Facts and Information About Elephants

 

There are now only two genus extant in the Elephantidae family, but this was not always the case. In the prehistoric era, there were several more – including mastodons and mammoths, each of which was rather larger than the modern elephant. We have some thousands of skeletons of these creatures, and it’s commonly theorised that it may be possible to resurrect the mammoth species via cloning – we do, after all, have access to mammoth DNA frozen and preserved in block of ice.

Elephants have the longest pregnancies of any mammal, with some lasting anything up to nearly two years. It’s thought this is largely because they need to be tall enough to reach their mother’s underside to suckle and feed – but it also means that they’re a lot less helpless at birth than most newborn mammals. They can keep up with the herd from just a few days old, and are able to stand and take a few steps from the moment they’re born.

Elephants touching each other

There is significant evidence that elephants are descended from aquatic mammals, largely because of the particular composition of their lungs. Whether this theory is correct or not, it’s definitely the case that their closest evolutionary relatives are the sea cows – manatees, dugongs and other creatures of that ilk. It may alternatively be that they both evolved from an amphibious mammal of a type we no longer have or know anything very much about.

An elephant’s mouth contains 26 teeth – 12 premolars, 12 molars and their tusks designed for tearing, chewing and crushing the massive plant matter that makes up their diet. Unlike most mammals, they don’t have ‘milk teeth’ and ‘adult teeth’ – rather, their teeth fall out anything up to six times over the course of their lives and grow back again in a cyclical fashion. After the seventh falling out they don’t tend to grow back at all, meaning that elderly elephants quite often die of starvation from not being able to feed themselves sufficiently well.

Despite their massive size, elephants can walk almost noiselessly. The soft padding on the underside of their feet absorbs the noise, and even when moving quite swiftly they can maintain relative quiet. They cannot, however, run – ‘running’ has a technical definition involving having all feet off the ground simultaneously, and an elephant’s bulk renders them incapable of this. Their maximum speed is something around 18 mph.

african-elephant-300

One of the many methods of communication used by elephants is infrasound – which they emit from a membrane in their forehead, right at the join of their trunk and skull. They use this to communicate over great distances, to enable them to meet up at a set location or co-ordinate mating and copulation. It also explains how it is that herds of elephants far apart sometimes seem to move in a co-ordinated fashion.

Elephants have individual voices, just like humans – which sets them apart from the vast majority of animals, who sound almost identical to any ears. Humans can learn to tell the difference between these timbres nearly as well as elephants can.

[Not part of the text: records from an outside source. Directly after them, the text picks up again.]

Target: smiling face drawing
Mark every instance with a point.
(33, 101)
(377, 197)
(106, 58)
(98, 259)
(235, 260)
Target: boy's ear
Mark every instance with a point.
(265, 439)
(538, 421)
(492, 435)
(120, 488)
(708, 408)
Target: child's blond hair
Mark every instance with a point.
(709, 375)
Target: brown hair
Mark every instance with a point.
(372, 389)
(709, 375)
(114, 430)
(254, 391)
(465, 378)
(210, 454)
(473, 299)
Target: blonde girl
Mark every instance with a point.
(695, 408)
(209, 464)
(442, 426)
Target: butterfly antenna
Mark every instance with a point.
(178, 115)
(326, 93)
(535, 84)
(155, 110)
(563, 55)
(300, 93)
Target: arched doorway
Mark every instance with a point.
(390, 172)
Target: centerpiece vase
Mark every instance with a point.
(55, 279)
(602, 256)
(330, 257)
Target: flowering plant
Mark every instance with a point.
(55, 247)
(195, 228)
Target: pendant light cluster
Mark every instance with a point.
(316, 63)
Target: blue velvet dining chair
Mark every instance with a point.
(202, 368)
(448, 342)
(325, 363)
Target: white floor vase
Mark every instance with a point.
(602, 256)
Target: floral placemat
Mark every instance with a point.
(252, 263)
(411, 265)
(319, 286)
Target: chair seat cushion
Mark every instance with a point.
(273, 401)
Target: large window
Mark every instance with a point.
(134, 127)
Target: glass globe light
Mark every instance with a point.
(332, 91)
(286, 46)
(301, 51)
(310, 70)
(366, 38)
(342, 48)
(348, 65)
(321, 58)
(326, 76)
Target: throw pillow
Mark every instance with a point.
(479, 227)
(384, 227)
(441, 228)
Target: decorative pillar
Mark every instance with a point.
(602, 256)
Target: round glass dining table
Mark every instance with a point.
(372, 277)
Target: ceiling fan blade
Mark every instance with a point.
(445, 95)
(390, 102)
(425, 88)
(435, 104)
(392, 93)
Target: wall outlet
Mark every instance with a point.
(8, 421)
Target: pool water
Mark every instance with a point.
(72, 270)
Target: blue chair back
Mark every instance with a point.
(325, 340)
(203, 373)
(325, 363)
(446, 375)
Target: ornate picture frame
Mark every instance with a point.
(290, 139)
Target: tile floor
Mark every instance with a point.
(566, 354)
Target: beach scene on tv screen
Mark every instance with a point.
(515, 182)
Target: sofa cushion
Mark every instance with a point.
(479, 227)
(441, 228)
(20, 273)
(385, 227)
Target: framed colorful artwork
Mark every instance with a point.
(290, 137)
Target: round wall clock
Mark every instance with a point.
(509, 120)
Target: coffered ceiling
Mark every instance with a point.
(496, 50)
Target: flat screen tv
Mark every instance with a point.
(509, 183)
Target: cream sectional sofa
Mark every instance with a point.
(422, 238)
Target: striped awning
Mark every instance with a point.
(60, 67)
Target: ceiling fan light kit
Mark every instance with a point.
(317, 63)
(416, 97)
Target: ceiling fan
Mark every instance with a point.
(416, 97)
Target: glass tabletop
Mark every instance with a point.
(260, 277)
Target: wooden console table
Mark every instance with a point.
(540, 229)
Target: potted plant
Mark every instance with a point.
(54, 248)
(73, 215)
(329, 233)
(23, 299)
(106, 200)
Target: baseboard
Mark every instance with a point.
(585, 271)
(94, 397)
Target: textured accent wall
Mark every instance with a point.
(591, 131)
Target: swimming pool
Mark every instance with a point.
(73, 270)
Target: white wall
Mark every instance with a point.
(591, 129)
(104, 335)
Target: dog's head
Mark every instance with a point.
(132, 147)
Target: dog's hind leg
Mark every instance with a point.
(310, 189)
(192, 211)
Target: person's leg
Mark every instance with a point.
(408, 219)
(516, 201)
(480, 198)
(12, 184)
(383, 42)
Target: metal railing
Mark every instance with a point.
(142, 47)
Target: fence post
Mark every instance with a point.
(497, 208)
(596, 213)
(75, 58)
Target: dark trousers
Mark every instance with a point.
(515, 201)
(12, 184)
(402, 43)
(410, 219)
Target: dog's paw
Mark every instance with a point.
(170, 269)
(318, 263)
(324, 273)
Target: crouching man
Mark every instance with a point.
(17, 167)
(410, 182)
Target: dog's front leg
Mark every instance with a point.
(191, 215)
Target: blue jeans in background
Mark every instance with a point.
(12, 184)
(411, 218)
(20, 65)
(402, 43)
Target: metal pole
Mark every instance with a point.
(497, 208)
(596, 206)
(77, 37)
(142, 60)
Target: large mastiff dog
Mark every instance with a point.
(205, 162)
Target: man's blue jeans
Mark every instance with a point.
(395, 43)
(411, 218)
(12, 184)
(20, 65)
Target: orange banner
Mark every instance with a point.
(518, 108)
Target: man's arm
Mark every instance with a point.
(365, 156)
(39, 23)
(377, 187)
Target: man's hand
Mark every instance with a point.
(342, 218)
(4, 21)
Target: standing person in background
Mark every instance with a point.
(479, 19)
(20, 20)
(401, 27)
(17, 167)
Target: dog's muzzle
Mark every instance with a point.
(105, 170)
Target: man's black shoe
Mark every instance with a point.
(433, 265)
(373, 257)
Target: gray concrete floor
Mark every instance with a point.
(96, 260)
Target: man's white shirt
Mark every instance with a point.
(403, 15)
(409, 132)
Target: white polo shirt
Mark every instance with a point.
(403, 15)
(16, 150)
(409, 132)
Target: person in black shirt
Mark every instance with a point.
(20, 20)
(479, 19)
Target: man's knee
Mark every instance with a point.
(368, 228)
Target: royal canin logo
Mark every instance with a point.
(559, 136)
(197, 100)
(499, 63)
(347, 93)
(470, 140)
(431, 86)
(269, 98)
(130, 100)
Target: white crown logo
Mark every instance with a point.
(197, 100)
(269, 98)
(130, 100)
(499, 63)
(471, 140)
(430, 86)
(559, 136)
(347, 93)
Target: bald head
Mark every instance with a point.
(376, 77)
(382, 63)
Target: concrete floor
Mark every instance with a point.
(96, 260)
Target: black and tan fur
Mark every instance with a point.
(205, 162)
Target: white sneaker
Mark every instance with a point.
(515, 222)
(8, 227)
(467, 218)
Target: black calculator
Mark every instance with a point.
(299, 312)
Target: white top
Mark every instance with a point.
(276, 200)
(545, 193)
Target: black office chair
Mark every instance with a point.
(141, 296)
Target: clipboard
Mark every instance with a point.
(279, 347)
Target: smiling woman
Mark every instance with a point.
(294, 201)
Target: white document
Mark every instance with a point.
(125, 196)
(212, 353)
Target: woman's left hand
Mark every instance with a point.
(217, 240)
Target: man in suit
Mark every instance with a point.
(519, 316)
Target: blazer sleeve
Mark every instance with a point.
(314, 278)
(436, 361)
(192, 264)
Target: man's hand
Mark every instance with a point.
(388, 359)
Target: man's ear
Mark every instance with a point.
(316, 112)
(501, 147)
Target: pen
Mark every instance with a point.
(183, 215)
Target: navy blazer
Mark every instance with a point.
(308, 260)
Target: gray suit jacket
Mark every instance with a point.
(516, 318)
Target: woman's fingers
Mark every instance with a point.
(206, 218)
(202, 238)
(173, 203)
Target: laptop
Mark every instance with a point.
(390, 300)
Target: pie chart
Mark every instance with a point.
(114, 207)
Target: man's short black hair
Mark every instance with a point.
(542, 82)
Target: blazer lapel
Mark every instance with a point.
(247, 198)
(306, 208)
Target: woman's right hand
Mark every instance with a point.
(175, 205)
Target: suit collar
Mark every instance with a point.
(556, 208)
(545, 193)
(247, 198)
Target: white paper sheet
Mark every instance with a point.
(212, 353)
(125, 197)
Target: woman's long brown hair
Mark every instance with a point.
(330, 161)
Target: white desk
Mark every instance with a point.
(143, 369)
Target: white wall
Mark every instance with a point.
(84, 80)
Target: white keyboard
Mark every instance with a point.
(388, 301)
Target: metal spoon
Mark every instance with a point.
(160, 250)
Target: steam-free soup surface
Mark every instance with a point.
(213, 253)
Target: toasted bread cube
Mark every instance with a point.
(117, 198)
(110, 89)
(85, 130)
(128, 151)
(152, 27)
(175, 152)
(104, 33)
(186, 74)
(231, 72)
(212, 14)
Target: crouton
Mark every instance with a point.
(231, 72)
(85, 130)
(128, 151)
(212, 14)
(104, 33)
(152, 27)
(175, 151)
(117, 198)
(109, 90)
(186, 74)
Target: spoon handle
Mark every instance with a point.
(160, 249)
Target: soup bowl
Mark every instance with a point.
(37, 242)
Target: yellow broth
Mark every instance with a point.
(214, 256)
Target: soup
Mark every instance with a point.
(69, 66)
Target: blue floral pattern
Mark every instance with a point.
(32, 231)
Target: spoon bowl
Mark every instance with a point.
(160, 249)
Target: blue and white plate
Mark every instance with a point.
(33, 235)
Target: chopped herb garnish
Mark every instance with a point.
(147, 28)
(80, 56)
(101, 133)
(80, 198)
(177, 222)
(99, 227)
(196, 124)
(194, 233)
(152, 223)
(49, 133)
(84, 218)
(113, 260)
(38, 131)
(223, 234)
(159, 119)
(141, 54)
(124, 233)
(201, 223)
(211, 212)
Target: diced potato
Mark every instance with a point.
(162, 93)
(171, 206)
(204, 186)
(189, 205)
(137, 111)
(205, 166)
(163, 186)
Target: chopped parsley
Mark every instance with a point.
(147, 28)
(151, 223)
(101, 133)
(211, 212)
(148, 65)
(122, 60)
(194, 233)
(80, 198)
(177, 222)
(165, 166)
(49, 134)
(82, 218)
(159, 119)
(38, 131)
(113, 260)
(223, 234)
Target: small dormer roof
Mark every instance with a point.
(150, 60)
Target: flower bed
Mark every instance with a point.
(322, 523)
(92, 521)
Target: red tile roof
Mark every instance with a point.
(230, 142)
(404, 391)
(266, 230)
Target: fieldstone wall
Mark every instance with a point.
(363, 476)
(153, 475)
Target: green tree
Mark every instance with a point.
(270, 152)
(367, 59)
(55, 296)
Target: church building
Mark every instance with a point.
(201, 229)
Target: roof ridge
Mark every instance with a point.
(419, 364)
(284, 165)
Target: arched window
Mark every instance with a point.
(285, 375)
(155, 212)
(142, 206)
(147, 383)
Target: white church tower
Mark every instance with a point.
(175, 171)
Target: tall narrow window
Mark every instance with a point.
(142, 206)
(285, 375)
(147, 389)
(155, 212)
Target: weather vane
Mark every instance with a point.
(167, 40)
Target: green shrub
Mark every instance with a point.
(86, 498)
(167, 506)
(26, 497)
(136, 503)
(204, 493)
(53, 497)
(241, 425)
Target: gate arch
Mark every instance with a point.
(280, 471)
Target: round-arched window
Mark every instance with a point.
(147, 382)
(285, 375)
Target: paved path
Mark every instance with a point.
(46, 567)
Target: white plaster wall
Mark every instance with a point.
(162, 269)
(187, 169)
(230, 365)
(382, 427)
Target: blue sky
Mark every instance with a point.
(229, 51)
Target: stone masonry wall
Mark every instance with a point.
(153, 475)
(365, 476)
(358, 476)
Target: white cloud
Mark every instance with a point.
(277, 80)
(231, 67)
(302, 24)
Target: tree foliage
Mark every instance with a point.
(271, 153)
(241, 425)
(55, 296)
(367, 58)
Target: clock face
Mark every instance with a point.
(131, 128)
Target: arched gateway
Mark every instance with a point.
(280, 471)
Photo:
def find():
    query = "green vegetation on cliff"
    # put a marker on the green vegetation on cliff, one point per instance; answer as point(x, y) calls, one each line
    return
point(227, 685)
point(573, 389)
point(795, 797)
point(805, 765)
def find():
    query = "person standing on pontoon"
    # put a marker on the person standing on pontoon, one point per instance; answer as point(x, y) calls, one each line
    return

Predictably, the voices of cows and calves are generally softer and higher than those of bulls.

In just the same way as human children, baby elephants must be taught and socialised by those around them in order to grow into helpful members of elephant society. Orphaned elephants usually turn into ‘delinquents’ – but to prevent this, any herd who finds an orphaned calf will adopt it and raise it as their own. Even bull elephants will take on abandoned calves for a time, at least until they have shepherded them toward a matriarchal herd who will accept them as a member.

These delinquents can be remarkably destructive. Two specimens studied in a reserve in South Africa attacked numerous humans, killing two. They also killed 39 white rhinos. This is not at all typical elephant behaviour – they are almost always very gentle unless provoked. Thankfully, when placed with a bull elephant who was older, larger, tougher and properly raised, they responded to his authority and teaching and over time became safe to interact with and be around.

The trunk is an astonishing piece of evolutionary design. It can be used as a snorkel, or a shower, or a limb, or a hand. It has two prehensile ‘fingers’ and can be used to pluck a single berry from a twig unscathed, or pick a coin up from the ground – or tear an adult tree bodily from its roots. It contains more than forty thousand muscles, and is used for everything: for caressing a calf or hurling an enemy hundreds of feet. They also make trumpeting sounds, flick away flies, and communicate various body language messages to other elephants. Elephants even ‘hug’ with their trunks – twining them together in a surprisingly touching scene.